“I’m so excited to see everyone here!” Karen Shankey has no trouble whipping the crowd into frenzied applause at the Third Annual Prism Awards on a May morning at the Terminal City Club in Vancouver. Never mind that it’s 7:30 – most of the audience members are already on their second or third cups of coffee.
You’d think you had entered a Sunday morning revival meeting, but the attendees filing into the club at 6:45 a.m. are here to help the Vancouver chapter of the International Coach Federation honour three Lower Mainland businesses and their coaches. The Prism award is given to the business-and-coach team that has seen the biggest financial gains after at least three months of working together.

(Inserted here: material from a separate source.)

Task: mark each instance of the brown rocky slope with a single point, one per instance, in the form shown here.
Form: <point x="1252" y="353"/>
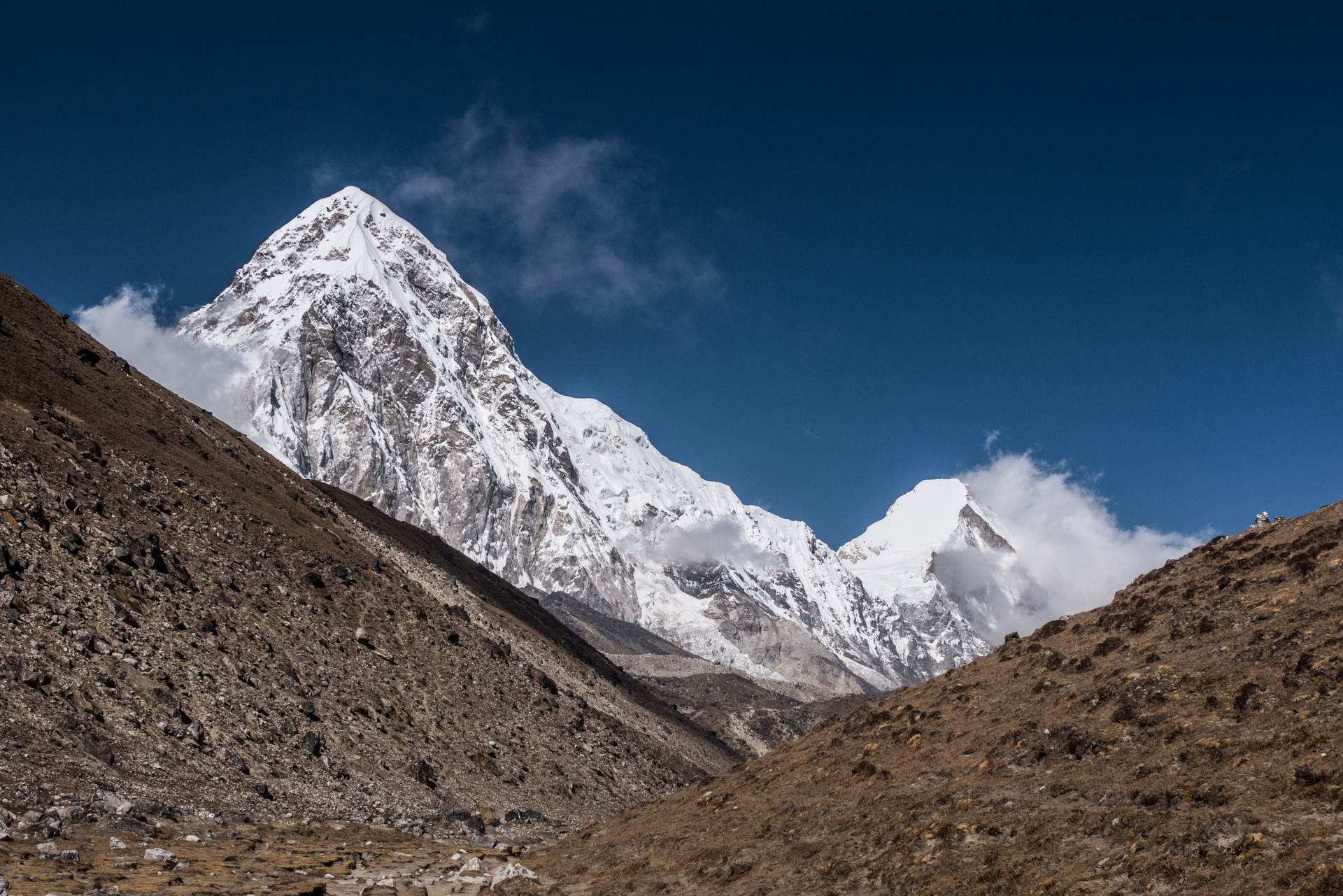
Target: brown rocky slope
<point x="1182" y="739"/>
<point x="190" y="627"/>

This year’s winner, Kate Ross-LeBlanc, co-founder of Saje Natural Wellness, says coaching has taken her business from “barely surviving” 12 years earlier “to surviving to thriving” with a profit increase of 57 per cent in 2007. “I really don’t think we’d be in business right now if we hadn’t engaged in a coaching program,” she says.
Is coaching really that effective? Perhaps, but only if you match your coach’s level of enthusiasm. Brett Lloyd, Saje’s coach, says that management has to be open to the idea of coaching for it to work. “Every group can use coaching,” he says. “But it’s really dependent on people in leadership positions being accepting of it and willing to benefit from it.”
In other words, it doesn’t help to be skeptical. It might also help to be a morning person.